FAIRBANKS (AP) -- U.S. immigration officials denied entry to a popular Whitehorse Irish folk band last week, apparently for failing to produce work visas.
Rick Sward and Amelia Slabogen, who play as the band ''Fishhead Stew,'' had hoped to record songs, meet with friends and perform -- but not necessarily for a fee -- at Fairbanks venues.
Friends of the Whitehorse residents told the Fairbanks Daily News-Miner that immigration officials turned the pair back at the Alaska Highway immigration office.
Inspector Carlos Hernandez, the immigration inspector on duty Friday, declined to discuss the matter. But he affirmed two Whitehorse residents were turned back late Tuesday or early Wednesday for lack of work visas.
''They've been caught here before,'' he said.

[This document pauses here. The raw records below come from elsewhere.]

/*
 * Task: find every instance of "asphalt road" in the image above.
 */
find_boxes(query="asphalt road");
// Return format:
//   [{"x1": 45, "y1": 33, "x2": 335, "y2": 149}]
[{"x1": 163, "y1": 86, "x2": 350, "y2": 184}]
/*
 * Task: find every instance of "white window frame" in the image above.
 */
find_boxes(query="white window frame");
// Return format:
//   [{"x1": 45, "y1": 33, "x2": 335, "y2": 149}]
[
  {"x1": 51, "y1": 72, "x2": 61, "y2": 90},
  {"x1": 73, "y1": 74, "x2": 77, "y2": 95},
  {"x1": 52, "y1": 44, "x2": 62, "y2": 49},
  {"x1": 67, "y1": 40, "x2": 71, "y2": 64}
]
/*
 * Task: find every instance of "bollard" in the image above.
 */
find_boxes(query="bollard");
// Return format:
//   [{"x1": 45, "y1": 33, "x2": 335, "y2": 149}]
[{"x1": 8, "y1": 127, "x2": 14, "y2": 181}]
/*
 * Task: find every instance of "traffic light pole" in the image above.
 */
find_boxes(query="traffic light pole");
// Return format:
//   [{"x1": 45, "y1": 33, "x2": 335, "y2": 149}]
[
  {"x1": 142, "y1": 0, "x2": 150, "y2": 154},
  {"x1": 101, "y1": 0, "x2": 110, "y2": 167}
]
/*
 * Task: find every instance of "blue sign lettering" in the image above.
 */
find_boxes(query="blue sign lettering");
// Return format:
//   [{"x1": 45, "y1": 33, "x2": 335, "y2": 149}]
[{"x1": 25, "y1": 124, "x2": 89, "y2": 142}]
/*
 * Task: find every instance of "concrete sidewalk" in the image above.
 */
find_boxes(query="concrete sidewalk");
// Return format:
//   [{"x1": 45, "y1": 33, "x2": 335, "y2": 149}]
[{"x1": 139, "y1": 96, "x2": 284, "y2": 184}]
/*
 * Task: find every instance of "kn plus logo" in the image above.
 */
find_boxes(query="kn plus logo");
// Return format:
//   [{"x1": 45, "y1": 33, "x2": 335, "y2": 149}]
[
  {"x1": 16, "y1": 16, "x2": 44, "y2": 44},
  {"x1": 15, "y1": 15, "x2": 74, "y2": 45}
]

Hernandez deferred to his supervisor, who could not be called at home, he said.
Officials also denied the band entry to Alaska in 1998 and this time banned the group from entering the state for five years, the pair told Kliff Hopson, drummer for Gangly Moose. Band members could not be reached in Whitehorse.
Hopson arranged for Fishhead Stew to play advertised gigs at Fairbanks bars.
''This is just insane,'' he said. ''They were very upset. They were really bummed.''
Christa Wisneski, who sometimes plays clarinet and percussion for the duo at Alaska performances, calls the band's trouble with border officials a ''continuing saga.'' Any money the group makes wouldn't cover the cost of the visas, she said.
''I think it's totally unfair,'' Wisneski said. ''It's just really a bummer, because everybody loves these guys so much.''
A temporary U.S. work Visa costs $110, according to the U.S. Immigration and Naturalization Service.
''These guys don't make any money, you know. None of us make any money playing bars. It's just enough to cover gas,'' Hopson said.